Conti demeura donc à terre avec quelques gentilshommes. A l’hôtel de la Marine où il était descendu, il vit arriver Jean Bart. L’homme à la colossale stature, le marin aux rudes manières flamandes, le héros de tant de combats, qui jadis avait su s’échapper des prisons de Plymouth et traverser la Manche sur une simple yole, comptait appareiller le lendemain soir, et, une fois de plus, tromper la surveillance anglaise. « S’il pouvait avoir seulement deux portées de canon devant les ennemis, il se moquerait d’eux. »

Il tint parole. Le 6 septembre, le vent parut moins violent. A huit heures du soir, Conti rejoignait sa suite embarquée depuis la veille ; à minuit, accompagnées de trois corvettes qui devaient revenir annoncer l’heureuse arrivée du prince dans le Sund, les cinq frégates s’éloignaient par la passe Nord et s’inclinaient vers l’Est.

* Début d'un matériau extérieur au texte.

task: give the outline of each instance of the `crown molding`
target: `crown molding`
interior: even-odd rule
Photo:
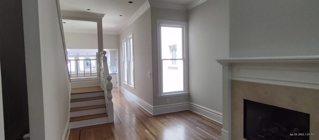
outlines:
[[[148,1],[146,1],[144,4],[140,7],[140,8],[137,10],[136,12],[135,12],[133,15],[130,18],[130,21],[127,22],[122,28],[120,30],[120,31],[117,33],[117,34],[120,34],[122,33],[125,29],[127,28],[130,25],[134,23],[141,15],[142,15],[145,12],[146,12],[148,8],[151,7],[151,5],[150,5],[150,3]]]
[[[73,16],[102,19],[105,14],[61,10],[62,16]]]
[[[192,2],[187,4],[187,9],[189,10],[199,5],[206,2],[207,0],[194,0]]]
[[[109,31],[103,31],[103,34],[115,34],[118,35],[118,32],[109,32]]]
[[[230,58],[216,59],[223,65],[229,63],[318,63],[319,55]]]
[[[180,10],[187,10],[187,5],[176,4],[167,2],[155,1],[154,0],[150,0],[148,1],[150,2],[151,7],[158,7]]]

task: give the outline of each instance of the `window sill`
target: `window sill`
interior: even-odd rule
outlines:
[[[158,95],[157,98],[180,96],[185,96],[185,95],[189,95],[189,93],[188,92],[181,92],[181,93],[173,93],[173,94],[161,94],[161,95]]]

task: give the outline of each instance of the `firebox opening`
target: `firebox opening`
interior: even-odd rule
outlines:
[[[310,114],[244,99],[244,138],[309,140]]]

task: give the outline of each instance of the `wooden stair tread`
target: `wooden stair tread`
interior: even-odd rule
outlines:
[[[80,94],[84,93],[95,92],[103,91],[100,86],[86,87],[73,88],[71,90],[71,94]]]
[[[104,98],[104,96],[97,96],[97,97],[87,97],[87,98],[80,98],[71,99],[71,102],[85,101],[89,101],[89,100],[102,99],[102,98]]]
[[[80,110],[88,110],[88,109],[91,109],[104,108],[106,107],[107,106],[105,106],[105,104],[102,104],[102,105],[94,105],[94,106],[75,107],[75,108],[71,108],[70,109],[70,111],[72,112],[72,111],[80,111]]]
[[[90,115],[86,115],[86,116],[73,117],[71,117],[70,118],[70,122],[86,120],[86,119],[93,119],[93,118],[96,118],[103,117],[107,117],[107,116],[108,116],[108,114],[105,113],[97,114]]]

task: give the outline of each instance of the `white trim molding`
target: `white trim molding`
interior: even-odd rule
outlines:
[[[159,115],[184,110],[191,110],[220,124],[222,124],[223,114],[218,111],[188,102],[153,106],[126,89],[121,88],[125,95],[152,115]]]
[[[187,110],[189,108],[189,104],[188,102],[182,102],[154,106],[153,115]]]
[[[187,4],[187,9],[188,10],[193,8],[199,5],[206,2],[207,0],[194,0]]]
[[[231,140],[231,79],[319,89],[319,55],[217,59],[223,65],[222,140]]]
[[[133,99],[136,104],[139,105],[145,110],[148,112],[148,113],[151,114],[153,114],[153,106],[147,103],[145,101],[134,95],[133,93],[123,87],[121,87],[121,91],[122,93],[129,96],[131,99]]]
[[[68,140],[69,139],[69,134],[70,133],[69,122],[70,122],[70,117],[69,117],[69,119],[68,119],[68,122],[67,122],[67,124],[66,125],[66,127],[64,129],[64,132],[63,133],[62,140]]]
[[[140,7],[138,10],[135,12],[133,15],[130,18],[130,20],[126,22],[126,24],[123,26],[122,29],[117,33],[118,34],[121,34],[124,30],[125,30],[129,26],[134,23],[141,15],[142,15],[145,12],[151,7],[148,1],[145,2],[144,4]]]
[[[154,0],[150,0],[149,1],[151,7],[180,10],[187,10],[187,5],[186,4],[183,5],[168,2],[157,1]]]
[[[189,110],[221,124],[223,124],[223,114],[221,112],[194,103],[189,103]]]

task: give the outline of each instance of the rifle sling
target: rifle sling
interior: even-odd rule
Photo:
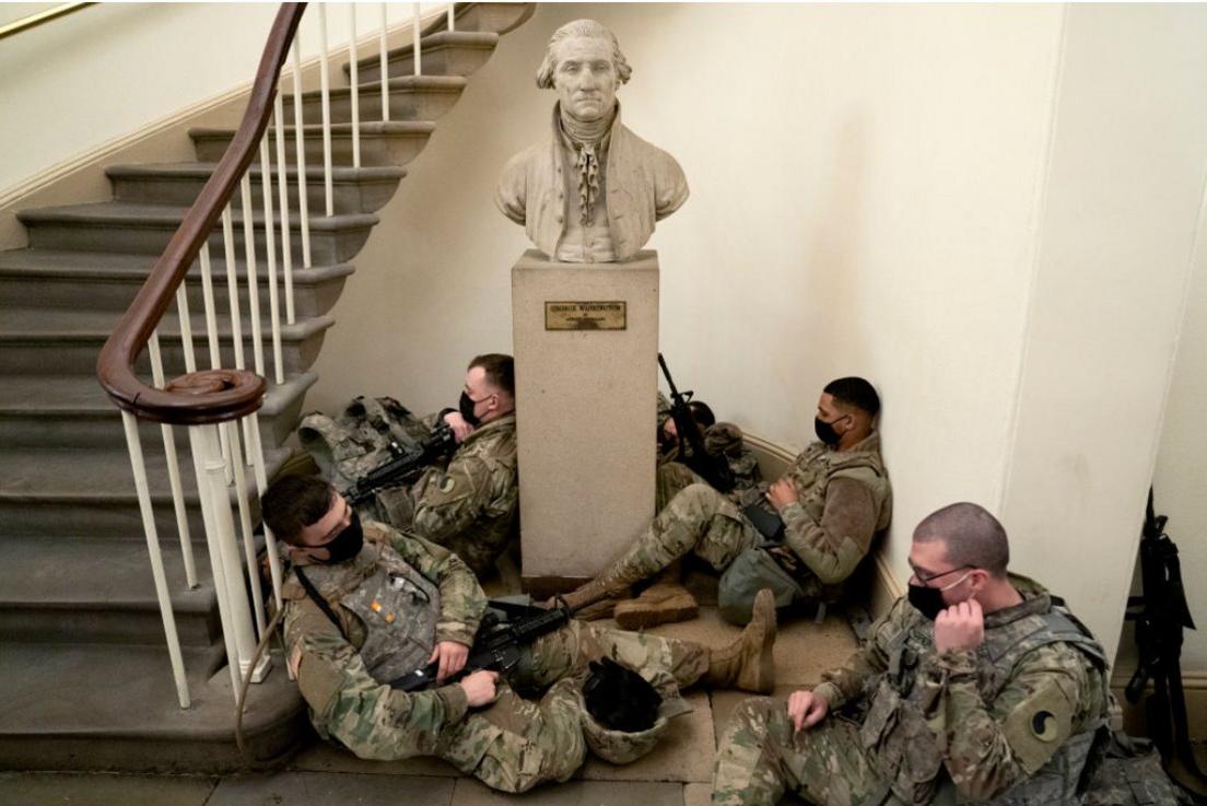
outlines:
[[[293,573],[298,576],[298,582],[302,583],[302,588],[305,590],[305,595],[310,597],[310,601],[313,601],[315,604],[319,606],[319,609],[322,611],[323,614],[328,619],[331,619],[331,623],[336,625],[336,629],[339,630],[339,635],[344,636],[344,641],[348,641],[348,633],[344,632],[344,625],[340,624],[339,618],[336,615],[336,612],[331,609],[331,604],[327,602],[326,598],[322,597],[322,594],[320,594],[319,590],[314,586],[314,583],[310,582],[310,579],[304,573],[302,573],[302,568],[299,568],[298,566],[293,566]]]

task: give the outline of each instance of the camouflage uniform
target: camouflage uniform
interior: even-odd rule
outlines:
[[[828,716],[795,732],[783,702],[747,700],[719,742],[713,804],[1079,802],[1106,722],[1102,648],[1036,583],[985,617],[975,650],[938,654],[933,623],[904,598],[814,691]],[[862,713],[861,713],[862,712]]]
[[[892,516],[892,489],[877,433],[844,451],[815,442],[785,475],[795,483],[800,497],[779,513],[783,545],[744,553],[721,578],[717,604],[722,617],[735,624],[750,620],[754,595],[764,588],[771,589],[780,607],[841,598],[842,582]],[[766,485],[759,485],[740,496],[739,503],[775,512],[765,491]]]
[[[782,556],[770,560],[759,548],[763,536],[735,501],[707,484],[690,484],[658,513],[637,542],[597,578],[608,588],[651,577],[689,553],[707,561],[721,580],[722,615],[750,620],[754,595],[771,588],[780,607],[827,592],[855,571],[871,547],[876,531],[888,525],[892,495],[880,438],[873,433],[851,450],[834,451],[822,443],[805,449],[785,474],[800,493],[798,503],[780,513],[785,522]],[[748,490],[741,500],[762,501],[762,490]],[[772,510],[774,512],[774,510]],[[765,559],[769,576],[744,555]],[[728,572],[742,562],[741,584]]]
[[[320,736],[338,740],[361,758],[436,755],[490,787],[524,792],[565,781],[583,763],[579,687],[590,660],[613,658],[669,696],[709,668],[709,650],[699,644],[572,621],[537,639],[508,677],[517,685],[548,688],[540,701],[524,700],[500,682],[496,700],[471,713],[460,685],[393,690],[369,673],[362,654],[374,633],[349,607],[360,585],[400,563],[431,582],[438,618],[433,633],[419,641],[426,654],[441,641],[471,644],[486,600],[465,565],[445,549],[383,524],[366,524],[365,535],[365,548],[352,560],[333,566],[297,562],[330,602],[343,633],[307,597],[296,574],[284,589],[286,646],[291,656],[301,653],[298,688],[310,719]],[[421,618],[373,611],[392,625]]]
[[[484,576],[515,535],[520,495],[515,456],[514,414],[478,426],[447,468],[428,469],[412,487],[410,526]]]
[[[390,442],[414,446],[431,434],[438,414],[419,420],[389,397],[355,398],[337,419],[310,414],[298,428],[323,478],[346,490],[392,459]],[[448,461],[410,486],[397,486],[358,506],[361,516],[418,532],[451,549],[476,574],[489,573],[515,535],[519,479],[515,415],[479,426]]]

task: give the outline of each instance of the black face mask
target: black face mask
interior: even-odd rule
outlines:
[[[817,433],[817,438],[830,448],[838,448],[838,443],[842,439],[836,431],[834,431],[834,424],[826,422],[821,417],[814,417],[814,431]]]
[[[361,528],[361,516],[357,515],[354,509],[352,521],[344,527],[344,531],[336,535],[330,543],[317,548],[327,549],[328,557],[321,562],[332,565],[336,562],[343,562],[344,560],[351,560],[361,553],[362,545],[365,545],[365,530]]]
[[[456,410],[461,413],[461,416],[471,426],[482,425],[482,420],[478,419],[478,415],[473,413],[473,407],[477,405],[478,403],[482,403],[482,401],[474,401],[473,398],[470,397],[468,392],[461,392],[461,399],[457,401],[456,403]]]
[[[928,621],[933,621],[934,617],[947,609],[947,603],[943,601],[943,591],[926,585],[909,586],[909,603]]]

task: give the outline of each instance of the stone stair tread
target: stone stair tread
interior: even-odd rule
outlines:
[[[89,223],[89,224],[159,224],[179,226],[188,214],[191,208],[170,204],[147,204],[140,202],[93,202],[88,204],[64,204],[48,208],[35,208],[22,210],[17,217],[27,224],[39,223]],[[296,216],[293,216],[296,217]],[[274,210],[274,221],[280,218]],[[243,211],[235,209],[231,214],[232,223],[235,224],[237,235],[241,233]],[[263,226],[263,210],[252,210],[252,221],[257,226]],[[380,221],[371,212],[340,212],[333,216],[310,216],[311,230],[339,229],[345,226],[374,226]],[[215,223],[215,229],[221,223]],[[212,251],[212,247],[211,247]]]
[[[275,159],[275,151],[273,152],[273,158]],[[105,174],[110,179],[117,177],[153,177],[153,176],[174,176],[174,177],[187,177],[187,179],[208,179],[214,169],[217,168],[217,163],[141,163],[133,165],[111,165],[105,169]],[[287,176],[297,176],[297,167],[287,165],[285,170]],[[253,163],[251,165],[251,175],[258,177],[261,174],[260,164]],[[305,168],[307,180],[322,181],[323,170],[322,165],[308,164]],[[407,175],[407,169],[401,165],[362,165],[361,168],[354,168],[351,165],[332,165],[331,176],[337,182],[355,181],[357,179],[402,179]],[[276,168],[273,168],[273,180],[276,179]],[[258,203],[260,197],[257,197],[253,203]],[[276,197],[273,197],[275,204]],[[292,212],[292,211],[291,211]]]
[[[293,132],[295,127],[287,124],[285,132]],[[431,134],[436,130],[436,123],[432,121],[362,121],[361,136],[377,135],[377,136],[390,136],[390,135],[408,135],[408,134]],[[275,127],[269,127],[268,132],[275,132]],[[339,134],[343,136],[351,136],[352,124],[351,123],[332,123],[332,134]],[[307,123],[302,127],[302,134],[309,140],[310,138],[317,136],[322,138],[322,124],[321,123]],[[210,127],[194,127],[188,130],[188,136],[191,138],[229,138],[234,135],[234,129],[220,129]]]
[[[494,48],[498,45],[500,35],[494,31],[459,31],[459,30],[437,30],[432,34],[425,34],[419,40],[419,53],[420,59],[422,54],[427,51],[433,51],[445,47],[473,47],[473,48]],[[401,47],[392,48],[386,53],[386,58],[391,62],[407,58],[415,49],[413,42],[407,42]],[[380,64],[380,56],[365,57],[356,62],[356,69],[363,70],[367,68],[374,68]],[[351,72],[351,66],[344,64],[344,75]],[[436,74],[439,75],[439,74]]]
[[[167,647],[0,643],[0,737],[138,737],[234,741],[229,674],[220,647],[182,649],[192,705],[176,701]],[[244,731],[291,718],[303,705],[275,659],[252,685]]]
[[[187,439],[182,436],[176,439],[176,451],[180,455],[185,500],[196,503],[198,495],[193,483],[193,462],[188,459]],[[170,504],[168,460],[163,455],[162,443],[152,444],[144,439],[142,454],[152,503]],[[264,449],[264,472],[268,478],[273,478],[285,465],[290,454],[288,448]],[[134,473],[124,448],[2,448],[0,466],[6,468],[0,478],[0,502],[138,502]],[[255,486],[250,467],[247,484]],[[164,539],[163,535],[159,537]]]
[[[141,538],[6,536],[0,608],[158,611],[151,560]],[[185,584],[179,543],[161,539],[161,551],[173,609],[209,613],[214,586],[204,547],[194,545],[198,586],[193,590]]]
[[[119,278],[119,279],[145,279],[154,262],[154,255],[135,255],[133,252],[87,252],[83,250],[52,250],[52,249],[13,249],[0,252],[0,275],[31,274],[47,278],[78,276],[78,278]],[[226,282],[226,256],[222,250],[210,249],[210,267],[214,271],[215,282]],[[267,275],[267,263],[256,261],[257,273],[261,280]],[[243,258],[237,262],[235,270],[243,278],[246,273]],[[276,264],[278,273],[282,271],[280,261]],[[351,263],[333,263],[330,265],[311,265],[303,268],[293,267],[293,282],[320,282],[328,278],[345,276],[352,273]],[[189,270],[188,279],[200,282],[200,265],[194,262]],[[280,282],[280,279],[278,279]]]
[[[269,381],[261,413],[276,414],[316,380],[319,376],[308,372],[287,376],[281,385]],[[12,414],[116,419],[118,409],[95,375],[11,375],[0,384],[0,416]]]
[[[261,287],[261,292],[262,294],[267,294],[268,290]],[[205,315],[197,311],[189,313],[192,314],[193,344],[197,350],[198,362],[203,363],[205,351]],[[251,321],[246,306],[244,306],[241,314],[243,335],[247,339],[251,334]],[[45,338],[49,335],[107,339],[119,316],[119,314],[112,311],[14,308],[6,310],[4,316],[0,317],[0,339]],[[229,337],[231,316],[220,314],[215,320],[218,333],[223,337]],[[298,319],[293,325],[281,322],[281,340],[305,339],[316,331],[331,327],[334,322],[336,320],[328,315]],[[267,344],[269,338],[268,322],[261,317],[261,323]],[[165,338],[180,338],[179,317],[164,316],[159,323],[161,343]]]

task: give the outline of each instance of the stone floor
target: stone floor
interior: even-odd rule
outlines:
[[[737,633],[715,608],[700,618],[654,632],[719,646]],[[781,625],[775,647],[775,695],[786,697],[815,683],[855,648],[846,620],[830,614],[821,624],[797,618]],[[261,775],[123,776],[94,773],[0,773],[4,806],[704,806],[717,735],[748,695],[692,691],[690,714],[675,719],[659,747],[628,766],[589,760],[577,778],[524,795],[501,795],[442,761],[362,761],[326,744],[303,749],[284,770]]]

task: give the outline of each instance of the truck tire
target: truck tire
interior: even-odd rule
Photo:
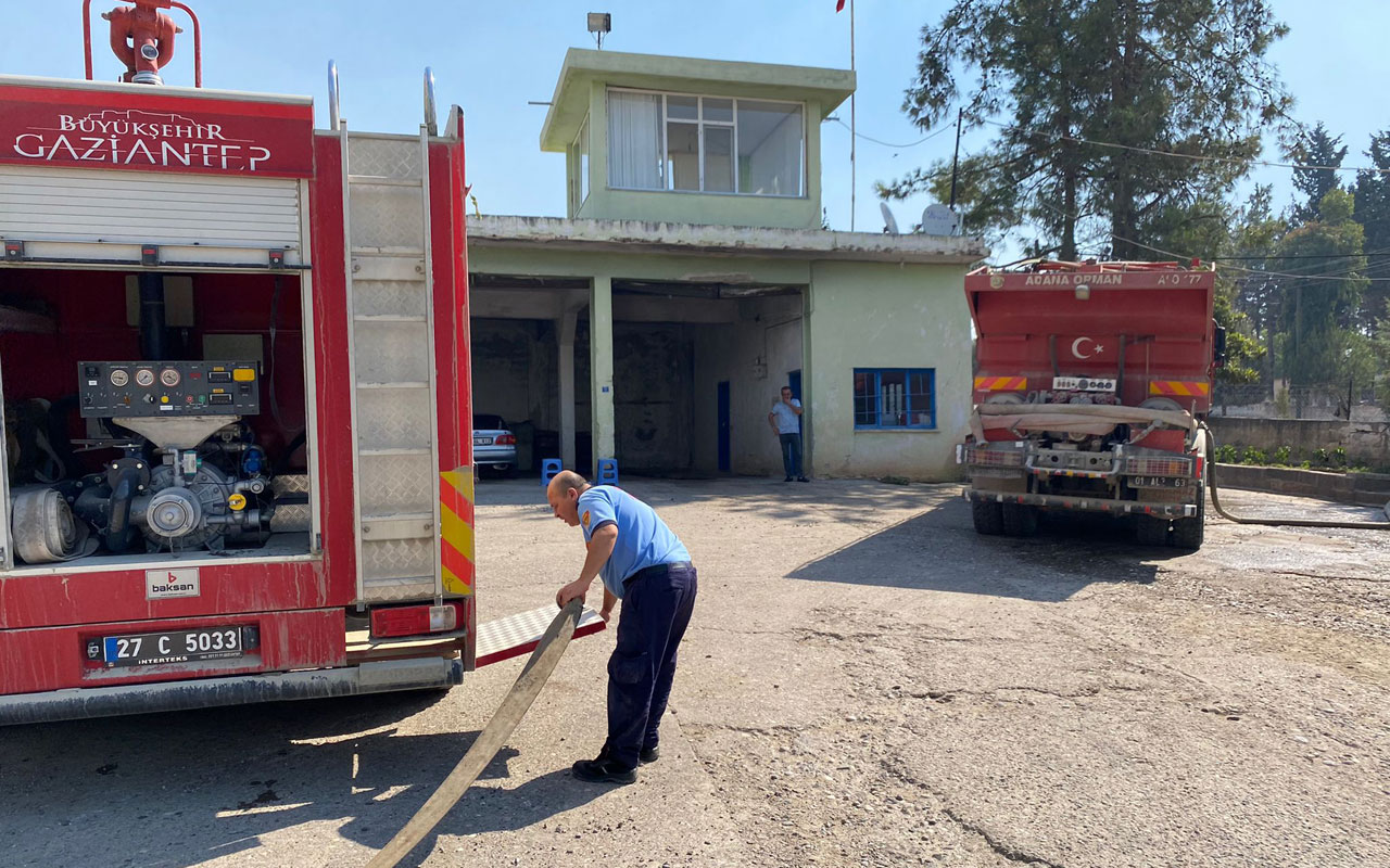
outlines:
[[[1158,518],[1154,515],[1138,515],[1137,524],[1134,525],[1136,536],[1138,536],[1140,546],[1166,546],[1168,544],[1168,519]]]
[[[1004,533],[1004,512],[999,504],[992,500],[972,500],[970,518],[974,521],[974,532],[984,536],[998,536]]]
[[[1008,536],[1033,536],[1038,532],[1037,507],[1022,503],[1006,503],[1004,506],[1004,532]]]
[[[1173,522],[1173,549],[1197,551],[1202,547],[1207,533],[1207,486],[1197,485],[1197,515],[1179,518]]]

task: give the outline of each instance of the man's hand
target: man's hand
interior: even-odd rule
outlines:
[[[574,600],[575,597],[582,600],[584,594],[589,593],[591,582],[594,582],[594,579],[589,579],[588,582],[585,582],[584,579],[574,579],[573,582],[570,582],[569,585],[556,592],[555,604],[560,608],[564,608],[564,604],[569,603],[570,600]]]

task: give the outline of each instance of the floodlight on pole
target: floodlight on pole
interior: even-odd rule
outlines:
[[[599,50],[603,50],[603,35],[613,31],[613,15],[609,12],[589,12],[589,33],[598,36]]]

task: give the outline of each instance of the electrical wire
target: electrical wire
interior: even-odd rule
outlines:
[[[1048,204],[1045,201],[1038,201],[1038,204],[1041,204],[1044,208],[1047,208],[1047,210],[1058,214],[1059,217],[1066,217],[1066,218],[1073,219],[1073,221],[1084,219],[1083,217],[1079,217],[1076,214],[1068,214],[1062,208],[1051,206],[1051,204]],[[1194,258],[1201,258],[1201,257],[1188,256],[1186,253],[1173,253],[1172,250],[1163,250],[1162,247],[1154,247],[1152,244],[1145,244],[1143,242],[1136,242],[1133,239],[1122,237],[1119,235],[1115,235],[1113,232],[1106,232],[1105,235],[1108,235],[1111,239],[1113,239],[1116,242],[1123,242],[1126,244],[1133,244],[1136,247],[1141,247],[1141,249],[1148,250],[1151,253],[1161,253],[1163,256],[1170,256],[1175,260],[1194,260]],[[1355,256],[1355,254],[1348,254],[1348,256]],[[1270,257],[1270,258],[1279,258],[1279,257]],[[1346,279],[1350,279],[1352,275],[1358,275],[1359,276],[1359,274],[1362,271],[1362,269],[1351,269],[1351,271],[1340,272],[1340,274],[1293,274],[1293,272],[1284,272],[1284,271],[1265,271],[1262,268],[1243,268],[1240,265],[1223,265],[1222,262],[1218,262],[1215,260],[1212,260],[1212,262],[1218,268],[1225,268],[1227,271],[1240,271],[1240,272],[1244,272],[1244,274],[1262,275],[1262,276],[1269,276],[1269,278],[1289,278],[1289,279],[1293,279],[1293,281],[1346,281]],[[1361,279],[1366,281],[1369,283],[1390,283],[1390,278],[1361,278]]]
[[[874,144],[881,144],[884,147],[916,147],[916,146],[922,144],[923,142],[930,142],[931,139],[935,139],[941,133],[944,133],[948,129],[951,129],[949,126],[942,126],[941,129],[935,129],[935,131],[933,131],[933,132],[922,136],[916,142],[909,142],[906,144],[894,144],[892,142],[884,142],[881,139],[874,139],[873,136],[866,136],[865,133],[852,129],[848,124],[845,124],[840,118],[830,118],[830,119],[834,121],[835,124],[840,124],[841,126],[844,126],[845,129],[848,129],[849,132],[852,132],[859,139],[863,139],[865,142],[873,142]]]
[[[1301,169],[1309,172],[1369,172],[1390,175],[1390,168],[1373,168],[1373,167],[1359,167],[1359,165],[1308,165],[1304,162],[1275,162],[1270,160],[1241,160],[1237,157],[1211,157],[1204,154],[1179,154],[1176,151],[1165,151],[1155,147],[1140,147],[1137,144],[1120,144],[1119,142],[1098,142],[1095,139],[1083,139],[1080,136],[1058,136],[1055,133],[1047,133],[1042,131],[1030,129],[1027,126],[1017,126],[1015,124],[1004,124],[1001,121],[984,121],[992,126],[999,126],[1002,129],[1009,129],[1015,132],[1042,135],[1052,137],[1054,142],[1076,142],[1077,144],[1094,144],[1097,147],[1111,147],[1116,150],[1137,151],[1141,154],[1152,154],[1155,157],[1177,157],[1180,160],[1191,160],[1194,162],[1227,162],[1232,165],[1266,165],[1272,168],[1286,168],[1286,169]]]

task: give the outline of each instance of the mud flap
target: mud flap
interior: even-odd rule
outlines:
[[[485,665],[534,651],[545,629],[555,621],[556,611],[559,610],[542,606],[528,612],[517,612],[480,624],[474,668],[481,669]],[[578,626],[574,628],[574,637],[592,636],[606,626],[607,624],[599,618],[596,611],[585,608],[580,615]]]

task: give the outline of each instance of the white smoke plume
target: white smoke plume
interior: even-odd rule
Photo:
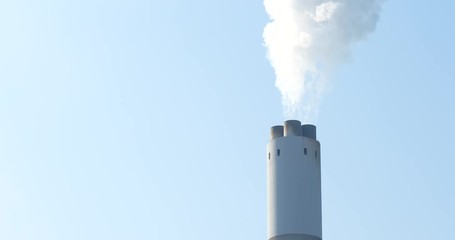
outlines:
[[[286,117],[315,120],[330,72],[373,32],[382,0],[264,0],[264,45]]]

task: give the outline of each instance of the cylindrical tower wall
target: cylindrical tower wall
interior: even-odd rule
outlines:
[[[313,125],[299,129],[267,145],[269,240],[322,239],[320,143]]]

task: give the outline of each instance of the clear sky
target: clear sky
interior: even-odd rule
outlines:
[[[453,1],[390,0],[315,124],[326,240],[454,239]],[[0,239],[266,237],[262,1],[0,2]]]

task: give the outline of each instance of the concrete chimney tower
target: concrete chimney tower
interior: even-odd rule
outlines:
[[[268,240],[321,240],[321,146],[316,126],[288,120],[267,144]]]

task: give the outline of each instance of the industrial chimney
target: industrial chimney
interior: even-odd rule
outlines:
[[[288,120],[267,144],[268,240],[321,240],[321,147],[316,126]]]

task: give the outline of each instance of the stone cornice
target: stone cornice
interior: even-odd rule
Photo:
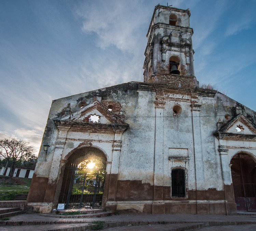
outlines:
[[[187,76],[186,77],[194,78],[195,76]],[[174,88],[167,85],[147,83],[142,82],[137,82],[138,84],[138,91],[161,91],[165,93],[187,94],[190,95],[197,94],[199,96],[213,97],[218,91],[215,90],[205,89],[182,88]]]
[[[60,129],[64,127],[69,126],[71,132],[81,132],[100,133],[105,132],[108,133],[120,133],[125,132],[129,127],[129,125],[116,124],[103,124],[93,123],[86,122],[75,122],[72,121],[54,120],[57,127]]]
[[[219,132],[215,133],[214,135],[219,140],[256,141],[256,135],[236,134]]]

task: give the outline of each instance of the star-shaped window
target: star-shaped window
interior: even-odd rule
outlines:
[[[89,122],[91,121],[93,123],[99,123],[99,120],[100,119],[100,116],[96,115],[96,114],[94,115],[91,115],[89,118]]]
[[[244,128],[243,127],[243,125],[240,125],[240,124],[237,125],[236,129],[237,129],[237,132],[241,132],[244,130]]]

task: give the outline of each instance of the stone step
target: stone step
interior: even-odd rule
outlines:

Quand le jour parut, l’amiral Bembow, qui les attendait encore à la sortie de la passe Est, les aperçut, mais trop tard, voiles blanches déjà distantes de cinq lieues, filant au large d’Ostende. Jusqu’à quatre heures de l’après-midi, il leur donna vainement la chasse. Le 8, elles étaient à quatre-vingts lieues. Entre les embouchures de la Tamise et de la Meuse, elles passèrent à quelques milles de dix vaisseaux ennemis ; mais, à cause de la violence du vent, ils avaient mis tous leurs câbles dehors, ils ne purent les couper à temps, et laissèrent les frégates disparaître à l’horizon. Le Parnasse français raconta plus tard, en 1755, à propos de cette rencontre, l’anecdote suivante : M. de Callières, l’un des diplomates montés sur l’escadre, plénipotentiaire au congrès de Ryswick et membre de l’Académie française, que Saint-Simon a dépeint comme un « grand homme maigre avec un grand nez, la tête en arrière, distrait, civil, respectueux, » demanda à Jean Bart « s’il n’y avait pas à craindre d’être attaqué par quelques vaisseaux supérieurs en nombre ; » et Jean Bart répondit, à la joie du prince, et à l’effroi du diplomate, que, pour ne pas tomber entre les mains des ennemis, il saurait bien mettre le feu aux poudres et faire sauter le navire.